How to make $10 million and the cover of The New Yorker
There’s an app for that and that? Not really. Not yet. But artist Jorge Colombo made the June 1 cover of The New Yorker using the Brushes iPhone app created by Steve Sprang. That’ll get an app (further) noticed, and it caught the eye of Creativity Online.
Another recent star turn occurred when developer Mitchell Waite’s iBird app carved out a nice niche by landing a lucrative seven seconds in a recent iPhone commercial … cha-ching! “I look at it like Apple paid me $10 million to show my application on every single major network, every major television show – no, I can’t even put a figure on it,” said Waite to New York Times Digital Domain columnist Randall Stross.

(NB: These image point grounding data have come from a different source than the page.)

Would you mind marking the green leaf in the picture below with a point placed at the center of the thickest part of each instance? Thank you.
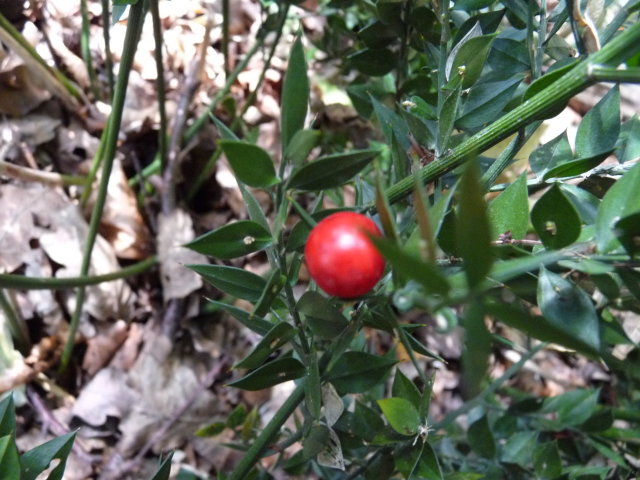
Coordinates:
(211, 430)
(628, 147)
(476, 351)
(418, 462)
(598, 132)
(373, 62)
(316, 440)
(555, 219)
(251, 164)
(568, 308)
(472, 229)
(357, 372)
(9, 460)
(7, 416)
(36, 460)
(509, 211)
(249, 320)
(301, 145)
(295, 94)
(331, 170)
(164, 470)
(232, 240)
(546, 460)
(406, 389)
(469, 57)
(237, 282)
(275, 338)
(401, 414)
(519, 447)
(312, 387)
(627, 230)
(323, 318)
(620, 201)
(275, 372)
(486, 101)
(481, 438)
(447, 117)
(575, 167)
(412, 267)
(553, 153)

Throngs of creative people want their creation prominently displayed in the iPhone App Store. No amount of lobbying or cash (paid placement) can make it so.
More from NY Times: “In April, Apple celebrated its one billionth download from the App Store in only nine months. For all of its success with the store, however, Apple remains most interested in using third-party software to sell its hardware. Mr. Waite said an Apple liaison told him, ‘We pick apps not for how well they’re selling — we pick apps that will sell more iPhones and iPod Touches because they show off the best features or are something you can’t get elsewhere.’ Fitting that bill is Mr. Waite’s iBird application, which turns the iPhone into an always-in-hand field guide replete with bird calls that a printed field guide cannot provide.”
The App Store rolls with the democracy of good ideas. If they see an app that’s particularly fresh and useful, they lift it up with their considerable marketing muscle.